First I was a tomboy. Then a teenybopper, a bisexual woman, a drag queen. Through my life I have struggled to find the right words, the right explanation for what I really am: a genderqueer, non-binary person, no gender and all genders at once. Just a straight-up, dope-ass li’l human who gets creative, spiritual, and sexual joy from performing femininity but can’t and won’t be limited by what that performance implies. I’ve known who I was on an essential level for many, many years, but now, as a 31-year-old Californian on antidepressants just out here trying to make a life writing about cumming, I’m finally coming out. While I am afraid of what could happen as a result in this new, impossibly unpredictable world, I refuse to be cowed.

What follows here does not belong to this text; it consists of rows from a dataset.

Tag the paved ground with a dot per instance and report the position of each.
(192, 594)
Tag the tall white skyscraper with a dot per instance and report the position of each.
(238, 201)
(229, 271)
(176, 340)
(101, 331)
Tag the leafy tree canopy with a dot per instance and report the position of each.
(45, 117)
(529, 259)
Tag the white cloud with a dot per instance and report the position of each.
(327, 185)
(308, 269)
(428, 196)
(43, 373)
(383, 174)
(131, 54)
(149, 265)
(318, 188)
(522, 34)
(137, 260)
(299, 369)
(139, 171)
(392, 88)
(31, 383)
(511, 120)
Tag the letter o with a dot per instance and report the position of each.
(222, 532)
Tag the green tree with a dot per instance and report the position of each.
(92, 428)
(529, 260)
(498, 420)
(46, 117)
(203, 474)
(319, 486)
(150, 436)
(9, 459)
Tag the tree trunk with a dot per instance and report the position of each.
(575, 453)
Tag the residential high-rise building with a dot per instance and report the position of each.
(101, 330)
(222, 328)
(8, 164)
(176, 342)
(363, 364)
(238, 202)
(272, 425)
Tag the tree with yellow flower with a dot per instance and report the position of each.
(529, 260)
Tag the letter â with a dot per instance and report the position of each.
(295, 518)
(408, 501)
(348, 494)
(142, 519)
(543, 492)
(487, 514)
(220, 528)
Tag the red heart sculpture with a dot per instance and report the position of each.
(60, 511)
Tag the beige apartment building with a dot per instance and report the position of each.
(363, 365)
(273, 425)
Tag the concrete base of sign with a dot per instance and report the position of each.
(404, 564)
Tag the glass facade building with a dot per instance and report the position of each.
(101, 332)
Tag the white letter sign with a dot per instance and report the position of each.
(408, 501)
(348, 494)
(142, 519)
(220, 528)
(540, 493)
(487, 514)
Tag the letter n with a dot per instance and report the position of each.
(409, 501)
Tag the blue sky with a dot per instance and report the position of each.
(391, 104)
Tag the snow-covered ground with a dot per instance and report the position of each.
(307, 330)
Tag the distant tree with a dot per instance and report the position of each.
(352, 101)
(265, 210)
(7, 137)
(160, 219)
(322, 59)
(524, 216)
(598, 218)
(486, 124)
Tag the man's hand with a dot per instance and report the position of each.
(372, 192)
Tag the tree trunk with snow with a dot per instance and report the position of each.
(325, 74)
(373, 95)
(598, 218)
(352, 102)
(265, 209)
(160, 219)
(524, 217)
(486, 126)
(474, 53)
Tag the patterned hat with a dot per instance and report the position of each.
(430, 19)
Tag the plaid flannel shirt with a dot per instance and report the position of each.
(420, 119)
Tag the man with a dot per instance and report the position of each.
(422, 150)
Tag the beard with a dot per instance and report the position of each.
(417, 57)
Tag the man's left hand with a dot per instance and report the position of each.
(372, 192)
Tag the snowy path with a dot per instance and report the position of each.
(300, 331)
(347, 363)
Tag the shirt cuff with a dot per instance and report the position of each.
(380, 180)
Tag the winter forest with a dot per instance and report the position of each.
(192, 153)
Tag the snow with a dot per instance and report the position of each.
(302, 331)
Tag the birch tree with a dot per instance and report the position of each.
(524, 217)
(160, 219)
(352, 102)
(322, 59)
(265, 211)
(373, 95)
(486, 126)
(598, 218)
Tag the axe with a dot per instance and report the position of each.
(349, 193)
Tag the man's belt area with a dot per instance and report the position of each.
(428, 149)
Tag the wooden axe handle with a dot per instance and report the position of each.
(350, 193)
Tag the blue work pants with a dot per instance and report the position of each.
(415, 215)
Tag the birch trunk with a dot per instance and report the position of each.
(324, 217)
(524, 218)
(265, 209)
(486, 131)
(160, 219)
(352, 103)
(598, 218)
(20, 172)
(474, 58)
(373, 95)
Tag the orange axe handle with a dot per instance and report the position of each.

My pronouns are they/them. For a long time I thought that since I’m comfortable in my feminine body, that since the world reads me loud and clear as a woman, I shouldn’t rock the boat. That I shouldn’t make other people have to put in the small amount of work it takes to gender me correctly. But I am done hiding. I am done keeping the boat steady at the expense of my own truth. I see trans folk getting murdered at a horrifying rate, I see non-binary friends being denied surgery because they have “a woman’s name,” I fall in love with a man despite myself because he’s the most wonderfully feminine man I’ve ever met, and I know that to fail to live boldly and openly in this moment would be to fail myself, my community, and my country.

I am not a woman. I’m not a man. I am a person. I am everything.

“I am done keeping the boat steady at the expense of my own truth.”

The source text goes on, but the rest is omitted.